The study is a significant advance in the field of aging research. It provides new insights into the mechanisms of cellular aging and suggests that it may be possible to reverse the aging process using chemical compounds. This could have major implications for the development of new therapies for age-related diseases.

Here are some of the limitations of the study:

  • The study was conducted in cell culture, so it is not yet clear whether the findings will translate to humans.
  • The study only looked at a limited number of chemicals, so it is possible that there are other compounds that could also reverse cellular aging.
  • The study did not look at the long-term effects of the chemical cocktails, so it is not yet clear whether they are safe for use in humans.

Despite these limitations, the study is a promising step forward in the field of aging research. It provides new hope for the development of new therapies for age-related diseases.

Loving-Kindness Meditation Slows Aging

A recent study by Le Nguyen et al. published in Psychoneuroendocrinology has looked at the effect of loving-kindness meditation on telomore length. Loving-Kindness is a Buddhist meditation that focuses on sending good wishes and kindness to ourselves and others by silently repeating a series of mantras. Telomeres sit at the end of chromosomes and protect the chromosomes from deterioration. Our telomeres gradually shorten over time and this is believed to contribute to aging.

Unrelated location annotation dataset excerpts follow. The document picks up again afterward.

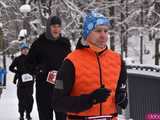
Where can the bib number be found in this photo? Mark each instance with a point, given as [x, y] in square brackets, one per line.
[27, 77]
[51, 78]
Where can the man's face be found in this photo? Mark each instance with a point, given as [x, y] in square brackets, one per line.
[99, 36]
[55, 30]
[24, 51]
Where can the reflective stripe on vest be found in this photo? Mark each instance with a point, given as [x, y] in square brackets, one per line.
[87, 77]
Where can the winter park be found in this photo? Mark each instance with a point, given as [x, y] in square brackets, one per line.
[79, 59]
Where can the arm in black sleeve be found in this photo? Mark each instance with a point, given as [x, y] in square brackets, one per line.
[121, 91]
[62, 101]
[31, 60]
[13, 66]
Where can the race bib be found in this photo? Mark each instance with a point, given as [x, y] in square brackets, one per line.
[51, 78]
[27, 77]
[106, 117]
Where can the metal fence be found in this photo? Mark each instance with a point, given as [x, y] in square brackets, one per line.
[144, 91]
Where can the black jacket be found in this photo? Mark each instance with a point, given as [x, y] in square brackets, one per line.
[62, 100]
[18, 67]
[46, 55]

The researchers randomised 142 middle-aged adults into 3 groups: a waiting list control group, a mindfulness meditation group and a loving-kindness meditation group. Telomere length was measured 2 weeks prior to the start and 3 weeks after the end of the 6-week meditation workshop. The results showed that there was significantly less telomere attrition in the loving-kindness meditation group than the control group. The mindfulness meditation group had results that were in between the other 2 groups without being statistically significantly different from either.

We can infer that loving-kindness meditation can slow aging by decreasing the rate at which our telomeres shorten.

Exercise Improves Brain Function

Researchers Art Kramer and Laura Chaddock, from the Beckman Institute at the University of Illinois, have found that children that are aerobically fitter perform better at memory tests than their less fit peers. The improvement in brain function is linked to an increased hippocampal volume. The hippocampus is a structure deep within the brain that is involved with learning and memory. This would suggest that exercise plays a crucial role in the brain development of children.

As we age, there is a natural decline in our mental function. However, studies have shown that this process can be slowed or even reversed! Dr Kirk Erickson conducted a 9 year follow-up study that demonstrated that increased exercise, in the form of walking, was associated with greater grey matter volume and less cognitive impairment. This can have dramatic effects on our ability to lead normal independent lives well into our old age.

The reason for the beneficial influence of exercise on brain growth and function may be due to a protein called Brain-Derived Neurotrophic Factor (BDNF). It supports the survival of existing nerve cells and promotes the growth of new ones and increases the levels of circulating BDNF.

These findings support the promotion of life-long exercise. I guess this sheds new light on the old Roman adage: “a healthy mind in a healthy body”!